What PolitiFact has done in choosing 2011’s Lie of the Year is pick sides in a legitimate debate between Republicans and Democrats, over whether Paul Ryan’s plan would change the program so much that calling it Medicare no longer makes sense. In other words, 2011’s Lie of the Year is an opinion, from an organization calling itself PolitFact.

When fact-checking sites start picking sides on controversial issues like this, it undermines their credibility. For example, the super conservative Weekly Standard’s Mark Hemmingway cites a number of examples of fact-checkers labeling GOP candidates’ opinions as false, and he has a point. Of course, he believes that these examples show fact-checking is the “liberal media’s latest attempt to control the discourse,” but the truth is fact-checkers have given the same treatment to liberal opinions– the “ending Medicare” claim being a prime example.

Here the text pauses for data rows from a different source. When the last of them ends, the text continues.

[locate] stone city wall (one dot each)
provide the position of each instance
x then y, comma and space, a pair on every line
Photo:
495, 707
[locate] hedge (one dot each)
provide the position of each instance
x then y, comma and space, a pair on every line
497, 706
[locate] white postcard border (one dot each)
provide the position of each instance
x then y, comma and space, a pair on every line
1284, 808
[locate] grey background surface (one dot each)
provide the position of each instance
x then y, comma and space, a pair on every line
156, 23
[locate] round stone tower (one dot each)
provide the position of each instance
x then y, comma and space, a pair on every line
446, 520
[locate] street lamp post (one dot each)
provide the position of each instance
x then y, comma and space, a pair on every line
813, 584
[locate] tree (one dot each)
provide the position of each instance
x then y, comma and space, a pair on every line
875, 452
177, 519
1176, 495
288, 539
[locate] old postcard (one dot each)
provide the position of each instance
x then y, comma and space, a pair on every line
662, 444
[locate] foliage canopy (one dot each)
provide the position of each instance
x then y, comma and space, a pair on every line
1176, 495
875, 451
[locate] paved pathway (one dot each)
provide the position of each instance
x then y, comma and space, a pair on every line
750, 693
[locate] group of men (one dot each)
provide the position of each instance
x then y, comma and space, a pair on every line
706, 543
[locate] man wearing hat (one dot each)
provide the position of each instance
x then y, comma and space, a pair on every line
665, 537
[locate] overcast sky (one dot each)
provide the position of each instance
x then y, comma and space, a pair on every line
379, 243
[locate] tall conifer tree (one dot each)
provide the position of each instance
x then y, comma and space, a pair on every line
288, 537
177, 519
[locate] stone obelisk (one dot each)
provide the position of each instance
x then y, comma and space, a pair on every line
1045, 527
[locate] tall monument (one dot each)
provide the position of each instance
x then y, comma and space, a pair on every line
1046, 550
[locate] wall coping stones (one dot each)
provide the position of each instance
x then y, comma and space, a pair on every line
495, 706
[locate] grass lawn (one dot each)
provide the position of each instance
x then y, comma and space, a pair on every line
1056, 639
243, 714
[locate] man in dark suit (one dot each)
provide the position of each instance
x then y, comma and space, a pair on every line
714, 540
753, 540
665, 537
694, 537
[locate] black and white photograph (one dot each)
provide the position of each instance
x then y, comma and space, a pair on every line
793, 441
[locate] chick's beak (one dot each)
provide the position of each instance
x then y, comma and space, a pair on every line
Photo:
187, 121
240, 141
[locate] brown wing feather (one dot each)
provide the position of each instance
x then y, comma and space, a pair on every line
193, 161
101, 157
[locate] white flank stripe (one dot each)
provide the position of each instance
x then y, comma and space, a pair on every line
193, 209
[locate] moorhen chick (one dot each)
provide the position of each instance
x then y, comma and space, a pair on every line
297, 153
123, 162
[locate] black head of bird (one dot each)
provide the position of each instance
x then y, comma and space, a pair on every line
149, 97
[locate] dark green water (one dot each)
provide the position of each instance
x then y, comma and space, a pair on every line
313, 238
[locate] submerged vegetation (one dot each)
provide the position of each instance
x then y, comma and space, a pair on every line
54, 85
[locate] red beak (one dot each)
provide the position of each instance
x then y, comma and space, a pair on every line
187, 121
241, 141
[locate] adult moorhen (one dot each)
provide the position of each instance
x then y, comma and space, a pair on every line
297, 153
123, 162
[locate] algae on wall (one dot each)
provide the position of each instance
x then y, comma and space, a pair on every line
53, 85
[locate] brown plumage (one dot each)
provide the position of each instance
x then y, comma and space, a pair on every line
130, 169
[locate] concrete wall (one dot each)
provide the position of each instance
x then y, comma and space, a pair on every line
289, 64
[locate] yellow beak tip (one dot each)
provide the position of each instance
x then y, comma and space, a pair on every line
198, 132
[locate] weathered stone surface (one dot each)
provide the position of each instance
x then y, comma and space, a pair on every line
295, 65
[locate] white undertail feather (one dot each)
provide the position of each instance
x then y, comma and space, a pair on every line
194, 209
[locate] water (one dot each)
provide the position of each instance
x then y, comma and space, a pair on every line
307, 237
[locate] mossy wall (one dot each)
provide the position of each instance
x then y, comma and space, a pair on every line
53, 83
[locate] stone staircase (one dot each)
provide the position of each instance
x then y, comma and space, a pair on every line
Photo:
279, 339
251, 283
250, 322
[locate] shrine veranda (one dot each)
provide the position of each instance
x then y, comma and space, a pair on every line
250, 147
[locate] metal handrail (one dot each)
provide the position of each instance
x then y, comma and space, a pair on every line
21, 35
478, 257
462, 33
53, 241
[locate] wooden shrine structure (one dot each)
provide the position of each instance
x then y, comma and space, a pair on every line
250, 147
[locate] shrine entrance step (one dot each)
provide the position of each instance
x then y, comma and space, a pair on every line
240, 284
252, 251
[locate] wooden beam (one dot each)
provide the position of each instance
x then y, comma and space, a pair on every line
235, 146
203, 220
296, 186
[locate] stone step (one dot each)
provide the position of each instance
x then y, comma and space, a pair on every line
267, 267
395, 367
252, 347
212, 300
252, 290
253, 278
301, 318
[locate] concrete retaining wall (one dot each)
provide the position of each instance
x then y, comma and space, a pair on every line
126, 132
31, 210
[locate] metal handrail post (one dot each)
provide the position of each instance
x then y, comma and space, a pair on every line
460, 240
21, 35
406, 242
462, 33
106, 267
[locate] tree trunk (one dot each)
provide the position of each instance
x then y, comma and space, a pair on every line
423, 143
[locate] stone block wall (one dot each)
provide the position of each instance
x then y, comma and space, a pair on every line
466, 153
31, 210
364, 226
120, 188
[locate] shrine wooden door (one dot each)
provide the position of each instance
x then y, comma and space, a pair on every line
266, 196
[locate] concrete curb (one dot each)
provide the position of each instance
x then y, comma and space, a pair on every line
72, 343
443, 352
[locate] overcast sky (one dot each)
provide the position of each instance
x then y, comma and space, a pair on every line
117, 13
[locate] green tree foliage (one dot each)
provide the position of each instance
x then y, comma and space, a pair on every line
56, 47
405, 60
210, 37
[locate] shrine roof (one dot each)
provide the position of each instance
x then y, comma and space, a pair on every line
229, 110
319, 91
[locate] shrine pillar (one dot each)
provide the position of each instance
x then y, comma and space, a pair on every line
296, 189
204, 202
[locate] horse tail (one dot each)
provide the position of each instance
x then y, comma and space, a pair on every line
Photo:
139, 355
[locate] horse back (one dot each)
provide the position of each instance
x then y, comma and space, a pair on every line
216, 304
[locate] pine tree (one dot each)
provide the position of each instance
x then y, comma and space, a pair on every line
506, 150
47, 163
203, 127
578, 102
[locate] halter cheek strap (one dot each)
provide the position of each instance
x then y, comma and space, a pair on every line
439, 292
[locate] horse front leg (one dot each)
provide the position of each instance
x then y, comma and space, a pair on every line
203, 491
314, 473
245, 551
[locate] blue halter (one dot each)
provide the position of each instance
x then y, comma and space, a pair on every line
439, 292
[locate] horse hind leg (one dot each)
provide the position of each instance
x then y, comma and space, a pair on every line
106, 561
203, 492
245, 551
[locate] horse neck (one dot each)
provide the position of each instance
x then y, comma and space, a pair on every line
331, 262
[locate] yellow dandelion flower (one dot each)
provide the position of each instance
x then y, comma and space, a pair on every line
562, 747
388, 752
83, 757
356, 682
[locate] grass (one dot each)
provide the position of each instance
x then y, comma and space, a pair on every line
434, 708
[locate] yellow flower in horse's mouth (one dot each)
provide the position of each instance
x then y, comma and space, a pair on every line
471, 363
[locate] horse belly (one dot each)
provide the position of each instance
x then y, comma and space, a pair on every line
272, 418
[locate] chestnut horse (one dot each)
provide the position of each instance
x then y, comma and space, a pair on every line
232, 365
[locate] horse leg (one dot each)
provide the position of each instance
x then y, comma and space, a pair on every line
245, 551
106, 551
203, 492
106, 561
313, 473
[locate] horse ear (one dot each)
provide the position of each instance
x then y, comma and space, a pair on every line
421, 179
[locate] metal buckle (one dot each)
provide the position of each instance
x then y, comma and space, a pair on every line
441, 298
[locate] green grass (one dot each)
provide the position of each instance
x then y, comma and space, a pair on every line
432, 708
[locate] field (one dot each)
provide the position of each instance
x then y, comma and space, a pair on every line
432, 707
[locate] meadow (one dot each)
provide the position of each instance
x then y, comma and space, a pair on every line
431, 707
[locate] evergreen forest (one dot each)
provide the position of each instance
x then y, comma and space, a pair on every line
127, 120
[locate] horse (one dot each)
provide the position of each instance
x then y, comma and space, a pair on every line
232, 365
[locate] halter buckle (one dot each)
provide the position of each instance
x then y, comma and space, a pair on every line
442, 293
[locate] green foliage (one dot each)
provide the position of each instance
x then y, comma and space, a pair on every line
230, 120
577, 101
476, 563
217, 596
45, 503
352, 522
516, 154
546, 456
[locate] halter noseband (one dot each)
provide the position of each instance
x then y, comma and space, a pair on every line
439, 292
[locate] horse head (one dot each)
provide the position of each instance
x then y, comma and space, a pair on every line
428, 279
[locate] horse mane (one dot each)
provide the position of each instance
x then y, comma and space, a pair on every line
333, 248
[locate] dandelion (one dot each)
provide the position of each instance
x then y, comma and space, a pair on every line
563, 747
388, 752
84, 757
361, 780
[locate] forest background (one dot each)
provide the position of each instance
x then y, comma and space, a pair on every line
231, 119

Simply spreading the fact-checking of controversial opinions between the two parties isn’t super helpful though, says The Washington Post’s Ezra Klein:

The likely result is that these outlets will be listened to when one side or the other finds it convenient and ignored otherwise. Rather than policing the political discourse, they’ll just become one more bludgeon within it.

Fact-checking sites have provided a useful role as referees in political debates. But like any good umpire, if they’re going to keep their credibility (and keep from getting their tires slashed in the parking lot after the game) they need to avoid weighing in on behalf of either side.